17.10.2014
Ein Kommentar zur Sterbehilfe
Der Angst begegnen
Durch ein neues Eckpunktepapier zur Sterbehilfe, dass im Bundestag vorgelegt wurde, ist die Debatte um das ethisch kontrovers diskutierte Thema neu aufgeflammt. Der Bundestag darf den Tod nicht zur Dienstleistung machen, sagt Andreas Kaiser in seinem Kommentar.
Als sich 2010 der ehemalige Manager Eberhard von Brauchitsch gemeinsam mit seiner an Parkinson erkrankten Frau Helga in der Schweiz umbrachte, herrschte beklemmende Stille im Land. Zu Recht. Wenn alte Menschen am Leben verzweifeln, darf das niemanden kaltlassen. Es zeigt, dass etwas in unserer Gesellschaft aus den Fugen geraten ist. Das belegen auch Umfragen. In einer Welt, die immer mehr auf Jugend und Leistung setzt, fühlen sich immer mehr Menschen als Last, hätten im Notfall gerne fremde Hilfe, um ihr Leben zu beenden. Doch eine Legalisierung der Sterbehilfe durch die Politik wäre die falscheste aller möglichen Antworten. Man darf aus der Verzweiflung Einzelner kein allgemeingültiges Gesetz machen. Mit jeder, und sei es noch so vorsichtigen Freigabe des Tötens wird sich der Druck auf Alte, Kranke und Behinderte – Motto: Opa wann gehst du endlich – weiter erhöhen. Das würde die humane Temperatur in unserem Land weiter Richtung Gefrierpunkt absenken, wie das jüngst der katholische Arzt und Autor Manfred Lütz sehr richtig vermutete.
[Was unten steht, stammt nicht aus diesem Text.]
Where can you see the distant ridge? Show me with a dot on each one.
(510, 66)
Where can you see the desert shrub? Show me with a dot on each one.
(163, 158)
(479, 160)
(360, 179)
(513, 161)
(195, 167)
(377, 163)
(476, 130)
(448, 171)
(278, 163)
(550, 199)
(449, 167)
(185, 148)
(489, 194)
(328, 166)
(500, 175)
Wie sehr die jahrelange Debatte um Sterbehilfe die Einstellung gegenüber dem einzigartigen Geschenk des Lebens inzwischen verändert hat, bewies jüngst der „Freitod“ von Ex-MDR-Intendant Udo Reiter. Von Sterbehelfern wurde dessen „mutiger Schritt“ sofort beklatscht und für eine Werbekampagne missbraucht. Doch bei genauer Betrachtung zeigt dessen Tod auch: Hinter fast jedem Suizid oder dem Wunsch danach steckt Angst. Es ist die Angst vor unerträglichen Schmerzen. Die Angst, am Lebensende allein und hilflos zu sein. Auch Reiter hatte kürzlich erst bekannt, er wolle weder „vertrotteln“, noch auf fremde Hilfe angewiesen sein. Doch wo käme unsere Gesellschaft hin, wenn es keiner mehr erträgt, gepflegt zu werden oder selbst zu pflegen? Unzählige Angehörige, die moderne Schmerzmedizin und immer neue, hoch engagierte Hospizdienste beweisen uns doch Tag für Tag, dass man auch für todkranke und demente Menschen noch ganz viel Gutes tun kann. So viel wie nie zuvor. Aufgabe der Politik muss es daher sein, Versorgungslücken in der Pflege und der Palliativmedizin zügig zu schließen. Nur so kann man der Angst und mit ihr auch den Sterbehelfern den Nährboden entziehen. Denn die haben aus ihrem angeblich ach so hehren Einsatz für das Selbstbestimmungsrecht des Menschen doch längst ein lukratives Geschäft gemacht. Der Dienstleistung namens Tod muss der Bundestag einen Riegel vorschieben. Am besten schnell.